View Full Version : Withdrawal of BS 5973:1993

22nd February 2011, 01:51 PM
Following the withdrawal of BS 5973 for the design of tube and fitting scaffolding structures at the end of 2010,the industry should be working to the European Standard BS EN 12811-1:2003
A "working well Together" seminar is taking place in Telford on Wednesday 23rd Feb and the following subjects are being dealt with by industry experts.
TG 20:08 A Guide to Good Practice for Scaffolding with Tubes and Fittings.
SG4:10 Preventing Falls in Scaffolding
Correct Selection and Testing of Scaffold Anchor Ties.
This event will be benefitial for senior managers,safety officers or directors and personnel who carry out Scaffold Anchor Tie Testing.
Details from barbara.cliff@hse.gsi.gov.uk
A very sucessful event was held in Stafford last week and one is planned for the Nottingham area next.

Telford Construction Centre,Stafford Park6 Telford TF3 3AT
From 8am Tea/Coffee Etc
Seminar commences 8-30am ----12-30

22nd February 2011, 02:02 PM
howdy roy how are ya - is business busy

22nd February 2011, 03:26 PM
Hi Chris
Yes we are busy as more and more Companies are complying with recommendations to test scaffold ties.

22nd February 2011, 03:45 PM
Good luck with the training hopefully people will understand more about how we work.

22nd February 2011, 07:47 PM
Seems a lot of information to impart in 4 hours tester, is it just an over view?

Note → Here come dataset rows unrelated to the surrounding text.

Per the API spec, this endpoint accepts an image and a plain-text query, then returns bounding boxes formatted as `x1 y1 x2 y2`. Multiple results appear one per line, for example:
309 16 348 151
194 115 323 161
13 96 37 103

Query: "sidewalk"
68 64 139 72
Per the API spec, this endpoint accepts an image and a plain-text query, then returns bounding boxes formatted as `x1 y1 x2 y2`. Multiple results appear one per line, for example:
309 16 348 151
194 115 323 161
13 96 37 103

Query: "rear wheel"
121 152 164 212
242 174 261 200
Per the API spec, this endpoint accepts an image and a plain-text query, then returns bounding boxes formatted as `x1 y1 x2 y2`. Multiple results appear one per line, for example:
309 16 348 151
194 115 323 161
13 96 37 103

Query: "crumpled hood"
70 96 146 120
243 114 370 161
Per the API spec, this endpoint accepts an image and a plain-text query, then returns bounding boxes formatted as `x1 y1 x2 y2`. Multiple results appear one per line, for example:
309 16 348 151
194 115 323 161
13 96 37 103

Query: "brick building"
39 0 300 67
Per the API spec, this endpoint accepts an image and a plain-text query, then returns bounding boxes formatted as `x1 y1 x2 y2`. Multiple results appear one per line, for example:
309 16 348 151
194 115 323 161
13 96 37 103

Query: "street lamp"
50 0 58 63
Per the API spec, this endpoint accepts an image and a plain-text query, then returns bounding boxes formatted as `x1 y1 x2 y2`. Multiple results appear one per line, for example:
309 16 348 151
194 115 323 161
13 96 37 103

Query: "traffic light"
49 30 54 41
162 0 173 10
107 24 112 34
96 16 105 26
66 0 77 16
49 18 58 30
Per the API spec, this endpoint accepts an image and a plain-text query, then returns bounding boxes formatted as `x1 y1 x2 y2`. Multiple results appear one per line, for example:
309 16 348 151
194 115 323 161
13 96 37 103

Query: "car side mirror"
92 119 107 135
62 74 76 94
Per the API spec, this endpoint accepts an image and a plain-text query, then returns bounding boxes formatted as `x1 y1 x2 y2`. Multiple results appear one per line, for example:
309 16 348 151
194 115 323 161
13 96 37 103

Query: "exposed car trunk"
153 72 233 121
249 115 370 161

22nd February 2011, 11:03 PM
Covers a fair amount of basics on TG20.We are able to give around 25mins on suitable tie anchors particularly stressing that the Hilti HKD has at last been outlawed for use in brick and then covering the later types of anchor like the self cutting concrete screw and ringbolts.Out of 120 scaffolders at the last seminar only around 12 admitted to testing anchors on all jobs which is appalling from a safety point of view and certainly not in the spirit of TG4.Maybe our industry will wake up one day soon!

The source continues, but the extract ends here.